Trade

Trade exists for many reasons. Due to specialization and division of labor, most people concentrate on a small aspect of production, trading for other products. Trade exists between regions because different regions have a comparative advantage in the production of some tradable commodity, or because different regions' size allows for the benefits of mass production.

Trade originated with the start of communication in prehistoric time. Trading was the main facility of prehistoric people, who bartered goods and services from each other. Peter Watson dates the history of long-distance commerce from circa 150,000 years ago. As such, trade at market prices between locations benefits both locations.

Trade is believed to have taken place throughout much of recorded human history. There is evidence of the exchange of obsidian and flint during the stone age. Materials used for creating jewelry were traded with Egypt since 3000 BCE. Long-range trade routes first appeared in the 3rd millennium BCE, when Sumerians in Mesopotamia traded with the Harappan civilization of the Indus Valley. The Phoenicians were noted sea traders, travelling across the Mediterranean Sea, and as far north as for sources of tin to manufacture bronze. For this purpose they established trade colonies the Greeks called emporia.

From the beginning of Greek civilization until the fall of the Roman empire in the 5th century, a financially lucrative trade brought valuable spice to Europe from the far east, including China. Roman commerce allowed their empire to flourish and endure. Their widespread empire produced a stable and secure transportation network that enabled the shipment of trade goods without fear of significant piracy.

The fall of the Roman empire, and the succeeding Dark Ages brought instability to Western Europe and a near collapse of the trade network. Nevertheless some trade did occur. For instance, Radhanites were a medieval guild or group (the precise meaning of the word is lost to history) of Jewish merchants who traded between the Christians in Europe and the Muslims of the Near East.

From the 8th to the 11th century, the Vikings and Varangians traded as they sailed from and to Scandinavia. Vikings sailed to Western Europe, while Varangians to Russia. The Hanseatic League was an alliance of trading cities that maintained a trade monopoly over most of Northern Europe and the Baltic, between the 13th and 17th centuries.

When an inefficient producer sends the merchandise it produces best to a country able to produce it more efficiently, both countries benefit.

The ascendancy of free trade was primarily based on national advantage in the mid 19th century. That is, the calculation made was whether it was in any particular country's self-interest to open its borders to imports.

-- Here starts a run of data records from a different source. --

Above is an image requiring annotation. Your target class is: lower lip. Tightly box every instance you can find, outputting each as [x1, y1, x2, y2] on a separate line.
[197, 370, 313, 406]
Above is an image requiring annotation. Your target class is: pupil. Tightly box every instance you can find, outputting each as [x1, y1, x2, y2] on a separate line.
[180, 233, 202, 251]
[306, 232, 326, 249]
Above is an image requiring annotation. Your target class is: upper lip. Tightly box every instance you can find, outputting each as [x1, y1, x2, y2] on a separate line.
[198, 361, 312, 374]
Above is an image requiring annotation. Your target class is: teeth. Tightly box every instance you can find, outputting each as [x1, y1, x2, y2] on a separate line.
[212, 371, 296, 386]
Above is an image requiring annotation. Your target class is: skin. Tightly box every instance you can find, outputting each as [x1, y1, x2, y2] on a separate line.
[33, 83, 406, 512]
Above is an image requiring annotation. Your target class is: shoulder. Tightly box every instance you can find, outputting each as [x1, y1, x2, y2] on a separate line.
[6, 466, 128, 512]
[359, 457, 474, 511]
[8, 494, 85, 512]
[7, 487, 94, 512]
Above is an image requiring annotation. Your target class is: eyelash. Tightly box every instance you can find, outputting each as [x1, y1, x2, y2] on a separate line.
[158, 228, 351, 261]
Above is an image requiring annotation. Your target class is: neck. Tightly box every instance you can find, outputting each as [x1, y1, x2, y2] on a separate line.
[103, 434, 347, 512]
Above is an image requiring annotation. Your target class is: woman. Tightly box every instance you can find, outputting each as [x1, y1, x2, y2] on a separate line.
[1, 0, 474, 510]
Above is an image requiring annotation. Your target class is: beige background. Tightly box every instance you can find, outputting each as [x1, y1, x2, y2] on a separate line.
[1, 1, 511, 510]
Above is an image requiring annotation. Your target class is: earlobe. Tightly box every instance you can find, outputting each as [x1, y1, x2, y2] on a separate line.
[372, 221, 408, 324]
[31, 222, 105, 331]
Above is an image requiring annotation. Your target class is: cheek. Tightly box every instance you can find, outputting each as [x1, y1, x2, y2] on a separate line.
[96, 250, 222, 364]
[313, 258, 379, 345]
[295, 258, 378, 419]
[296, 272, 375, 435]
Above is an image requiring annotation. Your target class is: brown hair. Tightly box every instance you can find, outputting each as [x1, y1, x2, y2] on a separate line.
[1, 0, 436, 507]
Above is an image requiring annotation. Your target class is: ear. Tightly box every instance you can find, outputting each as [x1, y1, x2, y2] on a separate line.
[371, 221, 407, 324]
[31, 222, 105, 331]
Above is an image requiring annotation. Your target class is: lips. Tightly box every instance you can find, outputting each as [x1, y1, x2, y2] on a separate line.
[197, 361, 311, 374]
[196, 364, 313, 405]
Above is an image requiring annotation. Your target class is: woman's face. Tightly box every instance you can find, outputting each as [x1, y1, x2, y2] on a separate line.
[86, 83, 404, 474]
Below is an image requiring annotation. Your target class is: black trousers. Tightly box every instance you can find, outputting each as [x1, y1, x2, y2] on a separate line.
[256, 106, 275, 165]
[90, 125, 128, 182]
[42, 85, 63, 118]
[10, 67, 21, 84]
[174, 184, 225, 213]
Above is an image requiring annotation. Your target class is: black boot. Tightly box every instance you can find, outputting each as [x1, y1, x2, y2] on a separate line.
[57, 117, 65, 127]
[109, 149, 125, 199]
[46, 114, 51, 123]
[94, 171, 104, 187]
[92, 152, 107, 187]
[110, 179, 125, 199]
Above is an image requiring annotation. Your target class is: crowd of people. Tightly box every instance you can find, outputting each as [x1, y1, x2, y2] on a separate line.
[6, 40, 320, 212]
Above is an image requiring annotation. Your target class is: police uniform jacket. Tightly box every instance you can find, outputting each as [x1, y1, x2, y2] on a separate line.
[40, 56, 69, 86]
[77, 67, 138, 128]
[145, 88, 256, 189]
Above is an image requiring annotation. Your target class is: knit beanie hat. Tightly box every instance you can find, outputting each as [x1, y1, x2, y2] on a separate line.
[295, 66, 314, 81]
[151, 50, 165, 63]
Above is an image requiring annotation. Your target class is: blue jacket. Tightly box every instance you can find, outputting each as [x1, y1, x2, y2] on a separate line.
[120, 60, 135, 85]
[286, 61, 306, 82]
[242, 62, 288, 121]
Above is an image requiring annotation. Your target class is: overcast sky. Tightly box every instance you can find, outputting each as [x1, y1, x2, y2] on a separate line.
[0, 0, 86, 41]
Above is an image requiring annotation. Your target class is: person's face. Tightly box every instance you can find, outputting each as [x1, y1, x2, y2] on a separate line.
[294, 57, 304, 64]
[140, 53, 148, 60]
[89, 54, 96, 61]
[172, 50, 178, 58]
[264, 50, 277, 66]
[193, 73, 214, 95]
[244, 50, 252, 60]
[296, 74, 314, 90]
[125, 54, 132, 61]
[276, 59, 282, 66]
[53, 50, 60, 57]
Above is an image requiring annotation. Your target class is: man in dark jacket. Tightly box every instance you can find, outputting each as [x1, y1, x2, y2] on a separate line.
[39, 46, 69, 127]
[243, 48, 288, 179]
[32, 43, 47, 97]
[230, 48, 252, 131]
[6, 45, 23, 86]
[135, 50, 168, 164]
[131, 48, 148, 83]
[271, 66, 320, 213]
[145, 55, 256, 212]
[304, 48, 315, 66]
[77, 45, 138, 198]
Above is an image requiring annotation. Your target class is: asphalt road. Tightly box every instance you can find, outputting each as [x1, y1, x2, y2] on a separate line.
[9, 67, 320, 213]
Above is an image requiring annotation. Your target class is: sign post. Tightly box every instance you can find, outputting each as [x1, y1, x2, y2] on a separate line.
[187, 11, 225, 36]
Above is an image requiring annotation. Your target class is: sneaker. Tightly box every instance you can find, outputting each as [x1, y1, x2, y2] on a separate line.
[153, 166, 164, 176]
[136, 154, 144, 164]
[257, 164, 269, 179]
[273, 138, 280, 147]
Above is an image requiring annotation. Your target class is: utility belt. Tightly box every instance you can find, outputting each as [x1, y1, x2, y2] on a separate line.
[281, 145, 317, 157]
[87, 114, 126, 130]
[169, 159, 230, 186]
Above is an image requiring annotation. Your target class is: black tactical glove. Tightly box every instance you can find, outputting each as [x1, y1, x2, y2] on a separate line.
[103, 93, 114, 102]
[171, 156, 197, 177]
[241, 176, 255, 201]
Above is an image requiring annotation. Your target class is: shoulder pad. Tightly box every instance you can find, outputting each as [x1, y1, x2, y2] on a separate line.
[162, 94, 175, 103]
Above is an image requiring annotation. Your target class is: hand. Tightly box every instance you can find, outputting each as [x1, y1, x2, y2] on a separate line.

The lack of free trade was considered by many as a principal cause of the depression, and World War II. During the war, in 1944, 44 countries signed the Bretton Woods Agreement, intended to prevent national trade barriers, to avoid depressions. It set up rules and institutions to regulate the international political economy: the International Monetary Fund and the International Bank for Reconstruction and Development (later divided into the World Bank and Bank for International Settlements). These organizations became operational in 1946 after enough countries ratified the agreement. In 1947, 23 countries agreed to the General Agreement on Tariffs and Trade to promote free trade.